EPD tutorial

Background.
This tutorial describes how to generate a validated promoter collection (represented as transcription start sites, TSS), check its quality and select promoters from it. In section 1 you will learn how to experimentally validate a promoter collection downloaded from public repositories. You will use CAGE data available on our server as the experimental evidence. The flowchart underlying this section is presented in the Figure 1. Section 2 will be focused on describing quality checks that can be applied to promoters lists that rely on studying promoter-specific feature such as distribution of core promoter elements or histone marks around TSS. Finally, section 3 will focus on how to select promoters based on their expression in specific samples.

Tutorial flowchart
Figure 1: flowchart describing how to make a validated promoter collection.
Each step will require the following:
  • Step 1: Download data from the web
  • Step 2: Selection and formating is done in R
  • Step 3 and 4: The data is already present in the MGA database
  • Step 5: Peak calling is done with ChIP-Peak
  • Step 6: Promoters are validated with ChIP-Cor
  • Step 7: Shifting is done first with ChIP-Extract, then R
  • Step 8: Final promoter collection ready to be checked

1. Make a validated promoter collection

1.1 Make a promoter collection from UCSC Genome Browser data

The first step in this tutorial is to download a promoter collection from a publicly available database. Here it is shown how to do it for UCSC gene annotation table but you can do it in BioMart as well. This is your starting point: a promoter collection that is not experimantally validated, with a low accurancy in placing the TSS. You will then use CAGE data to validate the promoters (selecting the promoters that are expressed) and to shift the TSS location to the nearest CAGE peak. This should represent a better estimate of the true TSS location.

Now you have the promoter collection correctly formatted for the ChIP-Seq server. If you are having problems generating it, you can download a version here. Open it with a text editor to familiarize with the SGA format. Note that the 6th colum represents the associated gene name and that often several promoters belong to the same gene.

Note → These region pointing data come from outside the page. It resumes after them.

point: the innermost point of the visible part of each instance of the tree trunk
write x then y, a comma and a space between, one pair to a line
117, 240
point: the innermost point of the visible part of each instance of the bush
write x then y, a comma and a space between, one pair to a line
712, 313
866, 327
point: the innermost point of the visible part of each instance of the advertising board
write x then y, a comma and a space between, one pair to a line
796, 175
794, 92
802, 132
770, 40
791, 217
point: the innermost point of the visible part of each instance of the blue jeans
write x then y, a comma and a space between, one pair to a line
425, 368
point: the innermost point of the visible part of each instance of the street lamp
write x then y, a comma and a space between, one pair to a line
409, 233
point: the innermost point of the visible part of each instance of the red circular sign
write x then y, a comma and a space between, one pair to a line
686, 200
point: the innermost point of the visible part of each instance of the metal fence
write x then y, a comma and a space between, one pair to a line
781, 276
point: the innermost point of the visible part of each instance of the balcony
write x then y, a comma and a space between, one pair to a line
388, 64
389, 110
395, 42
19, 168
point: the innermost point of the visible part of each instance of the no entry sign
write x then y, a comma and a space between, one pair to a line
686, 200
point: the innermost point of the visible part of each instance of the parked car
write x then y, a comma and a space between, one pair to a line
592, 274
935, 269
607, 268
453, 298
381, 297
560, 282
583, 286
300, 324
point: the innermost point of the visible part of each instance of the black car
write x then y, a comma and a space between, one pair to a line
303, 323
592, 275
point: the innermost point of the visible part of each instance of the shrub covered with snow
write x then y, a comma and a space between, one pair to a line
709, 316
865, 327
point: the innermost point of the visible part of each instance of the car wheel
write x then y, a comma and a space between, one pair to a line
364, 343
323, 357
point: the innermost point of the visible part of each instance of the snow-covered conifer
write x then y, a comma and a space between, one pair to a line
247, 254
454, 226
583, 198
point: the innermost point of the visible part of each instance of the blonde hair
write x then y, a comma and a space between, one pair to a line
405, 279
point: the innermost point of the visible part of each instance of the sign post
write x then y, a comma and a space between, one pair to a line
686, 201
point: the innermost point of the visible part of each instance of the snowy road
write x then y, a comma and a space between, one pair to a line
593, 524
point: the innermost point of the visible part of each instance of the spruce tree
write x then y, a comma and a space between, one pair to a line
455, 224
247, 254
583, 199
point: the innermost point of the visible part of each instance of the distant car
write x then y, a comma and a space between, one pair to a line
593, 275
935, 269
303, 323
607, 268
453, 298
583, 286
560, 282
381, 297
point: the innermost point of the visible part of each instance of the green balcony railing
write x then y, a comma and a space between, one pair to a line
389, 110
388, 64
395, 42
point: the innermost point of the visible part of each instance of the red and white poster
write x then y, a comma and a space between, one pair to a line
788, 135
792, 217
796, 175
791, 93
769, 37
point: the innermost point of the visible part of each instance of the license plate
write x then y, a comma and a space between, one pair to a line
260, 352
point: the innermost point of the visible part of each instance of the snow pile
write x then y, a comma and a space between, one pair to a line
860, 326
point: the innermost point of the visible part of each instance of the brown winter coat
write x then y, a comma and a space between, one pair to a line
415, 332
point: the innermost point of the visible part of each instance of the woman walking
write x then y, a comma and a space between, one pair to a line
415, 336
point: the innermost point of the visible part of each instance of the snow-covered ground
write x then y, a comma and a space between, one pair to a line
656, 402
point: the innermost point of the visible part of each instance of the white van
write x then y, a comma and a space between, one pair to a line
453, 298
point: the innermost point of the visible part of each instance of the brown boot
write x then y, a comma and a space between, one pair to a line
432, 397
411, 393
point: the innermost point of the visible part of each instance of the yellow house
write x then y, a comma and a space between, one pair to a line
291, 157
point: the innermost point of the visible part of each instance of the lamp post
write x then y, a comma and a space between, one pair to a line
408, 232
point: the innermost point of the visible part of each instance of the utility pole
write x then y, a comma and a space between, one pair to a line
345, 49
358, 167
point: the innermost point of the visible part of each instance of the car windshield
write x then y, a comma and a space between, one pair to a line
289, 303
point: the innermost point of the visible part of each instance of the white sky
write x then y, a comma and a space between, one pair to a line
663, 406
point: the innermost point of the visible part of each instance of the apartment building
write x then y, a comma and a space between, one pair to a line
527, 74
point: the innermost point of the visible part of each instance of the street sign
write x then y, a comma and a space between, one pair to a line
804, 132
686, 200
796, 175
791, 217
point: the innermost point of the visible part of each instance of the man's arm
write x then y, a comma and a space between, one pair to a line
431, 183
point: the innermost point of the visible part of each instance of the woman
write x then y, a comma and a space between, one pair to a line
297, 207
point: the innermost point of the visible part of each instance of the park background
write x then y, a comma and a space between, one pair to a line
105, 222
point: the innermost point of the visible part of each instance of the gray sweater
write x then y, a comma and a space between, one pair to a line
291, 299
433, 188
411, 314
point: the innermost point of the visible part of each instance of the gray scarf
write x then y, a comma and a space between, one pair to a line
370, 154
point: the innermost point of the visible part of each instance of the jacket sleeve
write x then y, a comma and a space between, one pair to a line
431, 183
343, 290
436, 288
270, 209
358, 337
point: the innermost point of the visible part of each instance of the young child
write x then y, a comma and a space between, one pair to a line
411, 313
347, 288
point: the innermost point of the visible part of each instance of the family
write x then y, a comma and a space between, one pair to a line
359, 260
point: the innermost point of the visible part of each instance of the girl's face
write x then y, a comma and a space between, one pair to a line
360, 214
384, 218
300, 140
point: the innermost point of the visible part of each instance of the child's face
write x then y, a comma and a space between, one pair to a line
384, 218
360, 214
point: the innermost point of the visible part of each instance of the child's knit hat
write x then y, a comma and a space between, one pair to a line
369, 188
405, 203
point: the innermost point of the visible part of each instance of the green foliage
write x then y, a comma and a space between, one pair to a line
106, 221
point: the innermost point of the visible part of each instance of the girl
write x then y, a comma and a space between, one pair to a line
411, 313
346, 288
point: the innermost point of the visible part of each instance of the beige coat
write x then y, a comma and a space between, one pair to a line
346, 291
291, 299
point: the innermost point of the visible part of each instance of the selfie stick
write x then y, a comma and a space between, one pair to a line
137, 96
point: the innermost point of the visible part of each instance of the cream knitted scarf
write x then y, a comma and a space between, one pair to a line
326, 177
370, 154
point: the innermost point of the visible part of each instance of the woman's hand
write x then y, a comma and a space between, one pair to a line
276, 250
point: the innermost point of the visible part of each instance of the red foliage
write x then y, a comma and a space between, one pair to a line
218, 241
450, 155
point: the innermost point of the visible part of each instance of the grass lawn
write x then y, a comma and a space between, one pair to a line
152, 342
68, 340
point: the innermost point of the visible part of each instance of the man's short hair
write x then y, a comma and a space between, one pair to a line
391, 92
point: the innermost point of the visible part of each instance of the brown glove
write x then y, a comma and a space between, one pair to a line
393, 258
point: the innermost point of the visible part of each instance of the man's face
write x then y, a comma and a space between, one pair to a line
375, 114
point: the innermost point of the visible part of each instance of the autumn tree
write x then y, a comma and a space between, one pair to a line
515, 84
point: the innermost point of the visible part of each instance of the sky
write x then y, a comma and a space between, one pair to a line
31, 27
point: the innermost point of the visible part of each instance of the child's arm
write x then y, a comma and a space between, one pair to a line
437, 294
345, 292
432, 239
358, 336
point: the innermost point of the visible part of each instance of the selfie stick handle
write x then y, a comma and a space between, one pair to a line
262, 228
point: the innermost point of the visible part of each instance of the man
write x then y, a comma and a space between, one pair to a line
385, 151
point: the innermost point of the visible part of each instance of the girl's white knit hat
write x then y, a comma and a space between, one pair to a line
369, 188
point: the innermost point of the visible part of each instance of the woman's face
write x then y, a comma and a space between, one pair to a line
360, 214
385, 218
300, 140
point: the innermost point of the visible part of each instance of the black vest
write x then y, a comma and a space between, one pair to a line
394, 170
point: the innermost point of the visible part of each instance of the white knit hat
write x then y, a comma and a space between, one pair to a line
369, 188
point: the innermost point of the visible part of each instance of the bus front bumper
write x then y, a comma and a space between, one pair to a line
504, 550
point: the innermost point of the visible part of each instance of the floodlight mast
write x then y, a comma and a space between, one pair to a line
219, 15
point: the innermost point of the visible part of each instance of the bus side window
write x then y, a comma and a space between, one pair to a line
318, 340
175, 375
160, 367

1.2 Validate the UCSC promoters with CAGE data

To start the validation process (point 1 in the next list), you have to extract CAGE peaks from the genome. To do so, you will use samples from the ENCODE CAGE data . To validate the largest number of promoters, you should use a sample that is the result of merging all longPolyA samples (mRNA enriched samples) that are present in this serie. The merged sample is available from our server in the drop-down menu. The resulting peaks will then be used to validate and select promoters (point 2) for subsequent analysis.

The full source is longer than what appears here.